Cliff ran the new Canadian record in a women's-only race. Here's what she had to say about her experience

March 12th, 2019 by | Posted in The Scene | Tags: , ,

On Sunday morning, Rachel Cliff ran a new Canadian women’s marathon record, shattering the old record held by Lanni Marchant at 2:28:00. Cliff’s new record of 2:26:56 at the Nagoya Women’s Marathon is another huge step forward in Canadian women’s distance running, and follows in the footsteps of the three Canadian women who have collectively broken six records in the first 10 weeks of 2019.

RELATED: How Rachel Cliff came back from a shaky marathon buildup to set a Canadian marathon record

Cliff’s record has been highly discussed, but something that was missed among the excitement was the fact that this record was broken in a women’s-only race. While Athletics Canada doesn’t separately recognize mixed and women’s-only national records, the IAAF does. Currently, Paula Radcliffe holds the marathon world record at 2:15:25 and Mary Keitany holds the women’s-only world record at 2:17:01. 

Rachel Cliff at 2018 Tamarack Ottawa Race Weekend. Photo: Victah Sailor/PhotoRun

The Nagoya Marathon is the biggest women’s-only race in the world, and Cliff says it felt amazing to be on the start line with 24,000 other women. “Standing on the start line and racing with all women felt so cool. As a female, you’re not used to being the most important part of a race, but at Nagoya we were.” The IAAF began recognizing the two different record categories in 2011 as they deemed it an advantage for women to race alongside men. 

RELATED: Rachel Cliff on the depth of the Japanese running scene

When asked if she feels like having two separate categories of female world records is warranted, Cliff says she believes it is. “Women’s running doesn’t have the same depth as the men’s side, so it’s more difficult to put together a women’s-only race with a huge field of elite women and world-class pacers. There’s only a few places in the world where you can make that happen.”

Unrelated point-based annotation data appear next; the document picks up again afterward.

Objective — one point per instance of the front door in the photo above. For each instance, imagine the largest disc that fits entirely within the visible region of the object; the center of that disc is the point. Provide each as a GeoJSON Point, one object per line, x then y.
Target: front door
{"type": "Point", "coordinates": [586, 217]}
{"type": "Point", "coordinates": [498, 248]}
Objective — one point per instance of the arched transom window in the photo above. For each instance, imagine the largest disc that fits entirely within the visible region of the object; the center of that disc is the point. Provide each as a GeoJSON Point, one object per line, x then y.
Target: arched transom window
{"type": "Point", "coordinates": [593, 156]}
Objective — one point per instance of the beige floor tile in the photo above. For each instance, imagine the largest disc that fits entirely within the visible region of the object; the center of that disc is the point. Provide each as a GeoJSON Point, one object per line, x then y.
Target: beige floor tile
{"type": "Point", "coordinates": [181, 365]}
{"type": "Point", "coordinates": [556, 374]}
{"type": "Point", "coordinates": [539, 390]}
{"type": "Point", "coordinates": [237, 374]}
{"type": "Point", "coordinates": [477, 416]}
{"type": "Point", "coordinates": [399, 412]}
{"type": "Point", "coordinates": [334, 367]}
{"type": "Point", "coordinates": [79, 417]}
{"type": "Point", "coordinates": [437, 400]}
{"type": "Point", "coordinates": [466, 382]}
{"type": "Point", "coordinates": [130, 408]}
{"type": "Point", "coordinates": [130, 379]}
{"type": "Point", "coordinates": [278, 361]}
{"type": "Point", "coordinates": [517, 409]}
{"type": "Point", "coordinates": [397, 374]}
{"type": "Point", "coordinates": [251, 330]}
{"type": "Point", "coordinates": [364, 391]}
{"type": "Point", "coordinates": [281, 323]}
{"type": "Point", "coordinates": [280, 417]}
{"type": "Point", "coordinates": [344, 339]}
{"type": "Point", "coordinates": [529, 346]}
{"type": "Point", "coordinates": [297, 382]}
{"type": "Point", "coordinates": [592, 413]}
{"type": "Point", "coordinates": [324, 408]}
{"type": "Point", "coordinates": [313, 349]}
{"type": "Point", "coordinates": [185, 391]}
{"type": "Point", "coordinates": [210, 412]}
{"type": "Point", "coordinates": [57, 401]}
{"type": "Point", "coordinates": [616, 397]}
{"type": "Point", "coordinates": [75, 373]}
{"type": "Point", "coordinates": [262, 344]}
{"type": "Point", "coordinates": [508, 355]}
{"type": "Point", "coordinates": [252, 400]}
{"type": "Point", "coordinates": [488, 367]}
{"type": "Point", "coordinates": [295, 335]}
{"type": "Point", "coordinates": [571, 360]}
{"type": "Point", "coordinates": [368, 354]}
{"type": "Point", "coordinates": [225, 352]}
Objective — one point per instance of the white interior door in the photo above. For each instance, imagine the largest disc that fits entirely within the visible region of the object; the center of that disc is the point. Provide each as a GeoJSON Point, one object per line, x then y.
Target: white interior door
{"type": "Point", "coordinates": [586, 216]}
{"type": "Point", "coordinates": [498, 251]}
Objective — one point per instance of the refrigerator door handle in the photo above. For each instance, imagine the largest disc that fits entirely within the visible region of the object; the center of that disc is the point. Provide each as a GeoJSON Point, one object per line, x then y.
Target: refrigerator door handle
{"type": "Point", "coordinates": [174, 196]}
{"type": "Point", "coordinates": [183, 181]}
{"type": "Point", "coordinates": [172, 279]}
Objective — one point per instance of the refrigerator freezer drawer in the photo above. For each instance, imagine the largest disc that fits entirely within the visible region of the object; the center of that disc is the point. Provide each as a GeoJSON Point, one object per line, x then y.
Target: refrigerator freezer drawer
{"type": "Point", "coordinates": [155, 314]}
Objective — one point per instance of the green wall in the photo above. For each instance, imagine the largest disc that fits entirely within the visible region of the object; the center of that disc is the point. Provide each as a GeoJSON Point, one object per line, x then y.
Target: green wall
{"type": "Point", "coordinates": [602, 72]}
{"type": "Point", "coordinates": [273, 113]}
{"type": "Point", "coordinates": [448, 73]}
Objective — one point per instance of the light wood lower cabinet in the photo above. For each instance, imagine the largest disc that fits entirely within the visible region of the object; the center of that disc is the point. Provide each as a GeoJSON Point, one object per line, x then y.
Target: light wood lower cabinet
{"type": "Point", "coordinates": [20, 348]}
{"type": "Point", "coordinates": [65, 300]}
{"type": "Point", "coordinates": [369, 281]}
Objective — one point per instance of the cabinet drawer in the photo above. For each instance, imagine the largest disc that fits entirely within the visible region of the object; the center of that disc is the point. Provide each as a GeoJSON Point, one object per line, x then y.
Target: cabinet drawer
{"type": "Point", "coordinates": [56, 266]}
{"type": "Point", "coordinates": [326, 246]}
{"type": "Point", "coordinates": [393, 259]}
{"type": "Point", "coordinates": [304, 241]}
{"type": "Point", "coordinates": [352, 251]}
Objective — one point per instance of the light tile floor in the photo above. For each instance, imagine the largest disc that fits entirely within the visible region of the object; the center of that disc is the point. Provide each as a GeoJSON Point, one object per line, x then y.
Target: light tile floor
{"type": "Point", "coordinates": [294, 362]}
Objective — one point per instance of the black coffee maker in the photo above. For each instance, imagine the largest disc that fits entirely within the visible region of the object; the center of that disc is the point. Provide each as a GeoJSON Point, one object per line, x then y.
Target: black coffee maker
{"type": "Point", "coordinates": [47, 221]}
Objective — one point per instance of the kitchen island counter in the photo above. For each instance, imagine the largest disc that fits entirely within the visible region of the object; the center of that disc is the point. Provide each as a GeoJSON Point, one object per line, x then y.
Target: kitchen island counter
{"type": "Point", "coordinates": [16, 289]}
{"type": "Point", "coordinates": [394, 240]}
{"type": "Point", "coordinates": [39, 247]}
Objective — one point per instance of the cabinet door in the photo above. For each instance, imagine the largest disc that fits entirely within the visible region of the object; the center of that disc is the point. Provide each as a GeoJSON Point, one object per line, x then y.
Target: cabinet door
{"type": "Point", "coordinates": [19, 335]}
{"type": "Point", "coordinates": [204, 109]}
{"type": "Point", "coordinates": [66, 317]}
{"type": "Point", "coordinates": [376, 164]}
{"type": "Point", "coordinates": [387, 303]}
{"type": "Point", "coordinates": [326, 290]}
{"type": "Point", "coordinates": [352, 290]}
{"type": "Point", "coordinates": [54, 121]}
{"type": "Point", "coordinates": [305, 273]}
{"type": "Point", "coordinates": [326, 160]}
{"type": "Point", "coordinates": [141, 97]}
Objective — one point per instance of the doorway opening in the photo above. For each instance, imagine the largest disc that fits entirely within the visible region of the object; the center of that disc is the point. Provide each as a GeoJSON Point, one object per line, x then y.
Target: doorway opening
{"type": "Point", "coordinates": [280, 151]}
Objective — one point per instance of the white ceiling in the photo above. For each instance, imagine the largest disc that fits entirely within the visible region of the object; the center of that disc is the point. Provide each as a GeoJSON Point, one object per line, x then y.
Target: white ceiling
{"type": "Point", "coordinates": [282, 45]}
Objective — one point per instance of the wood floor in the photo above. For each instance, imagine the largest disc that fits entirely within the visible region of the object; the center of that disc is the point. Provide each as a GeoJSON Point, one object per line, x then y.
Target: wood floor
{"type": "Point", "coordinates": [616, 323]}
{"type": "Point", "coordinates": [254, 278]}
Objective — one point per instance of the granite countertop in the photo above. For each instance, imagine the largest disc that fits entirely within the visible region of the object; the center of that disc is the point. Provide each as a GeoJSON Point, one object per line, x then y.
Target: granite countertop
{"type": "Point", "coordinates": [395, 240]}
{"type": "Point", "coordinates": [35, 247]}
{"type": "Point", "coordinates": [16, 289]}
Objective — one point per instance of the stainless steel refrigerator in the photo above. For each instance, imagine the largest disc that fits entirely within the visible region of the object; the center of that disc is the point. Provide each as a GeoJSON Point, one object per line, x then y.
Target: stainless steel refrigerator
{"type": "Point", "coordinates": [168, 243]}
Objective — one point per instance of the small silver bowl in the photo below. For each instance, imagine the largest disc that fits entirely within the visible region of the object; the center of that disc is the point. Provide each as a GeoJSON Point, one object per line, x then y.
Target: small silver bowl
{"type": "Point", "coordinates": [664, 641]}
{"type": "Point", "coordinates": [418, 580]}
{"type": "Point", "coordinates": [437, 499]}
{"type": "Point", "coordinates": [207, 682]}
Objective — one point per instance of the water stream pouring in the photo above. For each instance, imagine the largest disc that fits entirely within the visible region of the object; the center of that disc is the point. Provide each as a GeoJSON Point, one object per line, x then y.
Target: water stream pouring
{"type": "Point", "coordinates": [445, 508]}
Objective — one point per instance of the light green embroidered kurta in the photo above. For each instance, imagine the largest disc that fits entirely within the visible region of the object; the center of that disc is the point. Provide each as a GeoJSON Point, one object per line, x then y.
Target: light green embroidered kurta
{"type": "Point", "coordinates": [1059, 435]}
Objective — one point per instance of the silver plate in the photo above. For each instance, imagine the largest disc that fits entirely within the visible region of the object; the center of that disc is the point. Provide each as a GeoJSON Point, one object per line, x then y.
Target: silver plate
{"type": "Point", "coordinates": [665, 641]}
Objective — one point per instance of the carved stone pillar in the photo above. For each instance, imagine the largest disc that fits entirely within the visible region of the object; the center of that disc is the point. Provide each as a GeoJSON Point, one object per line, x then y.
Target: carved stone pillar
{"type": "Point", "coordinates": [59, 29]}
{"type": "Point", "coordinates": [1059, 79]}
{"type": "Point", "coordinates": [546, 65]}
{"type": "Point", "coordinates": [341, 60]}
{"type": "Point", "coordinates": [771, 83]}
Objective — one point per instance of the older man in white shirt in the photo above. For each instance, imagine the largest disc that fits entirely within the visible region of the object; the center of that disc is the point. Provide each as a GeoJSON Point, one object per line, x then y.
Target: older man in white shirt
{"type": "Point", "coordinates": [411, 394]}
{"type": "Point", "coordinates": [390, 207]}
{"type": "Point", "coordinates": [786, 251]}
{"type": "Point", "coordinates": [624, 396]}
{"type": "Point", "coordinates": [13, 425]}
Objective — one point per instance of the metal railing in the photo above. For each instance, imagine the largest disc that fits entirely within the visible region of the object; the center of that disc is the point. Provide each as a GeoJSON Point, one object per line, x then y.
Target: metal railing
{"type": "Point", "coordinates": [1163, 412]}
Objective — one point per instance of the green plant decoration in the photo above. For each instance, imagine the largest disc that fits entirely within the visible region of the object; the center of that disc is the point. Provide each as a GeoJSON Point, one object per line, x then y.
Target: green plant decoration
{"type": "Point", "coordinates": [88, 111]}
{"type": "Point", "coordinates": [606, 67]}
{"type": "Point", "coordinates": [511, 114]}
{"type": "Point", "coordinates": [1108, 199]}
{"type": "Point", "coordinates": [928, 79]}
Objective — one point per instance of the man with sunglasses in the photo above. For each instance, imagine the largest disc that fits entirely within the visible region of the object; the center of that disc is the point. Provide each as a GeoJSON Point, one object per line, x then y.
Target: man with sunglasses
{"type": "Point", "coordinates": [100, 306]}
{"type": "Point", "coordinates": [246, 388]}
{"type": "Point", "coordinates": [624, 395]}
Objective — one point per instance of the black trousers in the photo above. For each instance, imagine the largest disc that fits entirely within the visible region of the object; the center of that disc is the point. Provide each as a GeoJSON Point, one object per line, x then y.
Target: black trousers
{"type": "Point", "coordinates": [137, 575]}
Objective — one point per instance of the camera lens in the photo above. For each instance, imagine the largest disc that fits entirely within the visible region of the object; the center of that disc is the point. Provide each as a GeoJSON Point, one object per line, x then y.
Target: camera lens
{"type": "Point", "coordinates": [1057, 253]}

She continues, “I was so focused on the negatives of the race, like not having enough bodies around, that I completely forgot about the positives of an all-female event. It actually ended up being the perfect opportunity because the pacing was amazing. Had you not been looking to run 3:26 per kilometre you might have run into trouble, but it was perfect for me.” Cliff was paced through 30K by W40 half-marathon world record holder Sinead Diver.